There were hundreds of such stories, none first hand, but overwhelming in matter of cumulative secondhand evidence, all springing from nowhere but the unassisted brain of ordinary Englishmen. The wish was father to the thought; in the great peril that still menaced the French and English battle-line, we all wanted hundreds of thousands of Russians, and so we said that they were passing through. Some cowardly rationalist, I believe, has explained the whole matter by saying that some firm telegraphed that a hundred thousand Russians (whereby he meant Russian eggs) were arriving. I scorn the truckling materialism of this. The Russian stories were invented, bit by bit, even as coral grows, by innumerable and busy liars, spurred on by the desire that their fabrications might be true. Bitter animosities sprang up between those who did and those who did not believe the Russian Saga. Single old ladies, to whom the idea that Russia was pouring in to help us was very comforting, altered their wills and cut off faithless nephews, and the most stubborn Thomases amongst us were forced to confess that there seemed to be a good deal to say for it, while the fact that the War Office strenuously denied the whole thing was easily accounted for. Of course the War Office denied it, for it didn't want the Germans to know. It would be a fine surprise for the Germans on the West Front to find themselves one morning facing serried rows of Russians.... They would be utterly bewildered, for they had been under the impression that Russia was far away East, on the other side of the Fatherland; but here were the Russian armies! They would think their compasses had gone mad; they would have been quite giddy with surprise, and have got that lost feeling which does so much to undermine the morale of troops. Oh, a great stroke!
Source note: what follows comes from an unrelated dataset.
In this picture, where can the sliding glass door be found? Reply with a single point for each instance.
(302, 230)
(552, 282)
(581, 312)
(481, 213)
But all these Russian and Zeppelin Saga were good heady, encouraging lies, tonic instead of lowering, like the dejected inventions of prostrate pessimists. I do not defend, on principle, the habit of making up stories and saying that a porter at Reading told your gardener; but, given that you are going to do that sort of thing, I do maintain that you are bound to invent such stories as will encourage and not depress your credulous friends. You have no right to attempt to rob them of their most precious possession in times like these, namely, the power of steadfast resistance of the spirit to trouble and anxiety, by inventing further causes of depression. The law forbids you to take away a man's forks and spoons; it ought also to forbid the dissemination of such false news as will deprive him of his appetite for his mutton chop.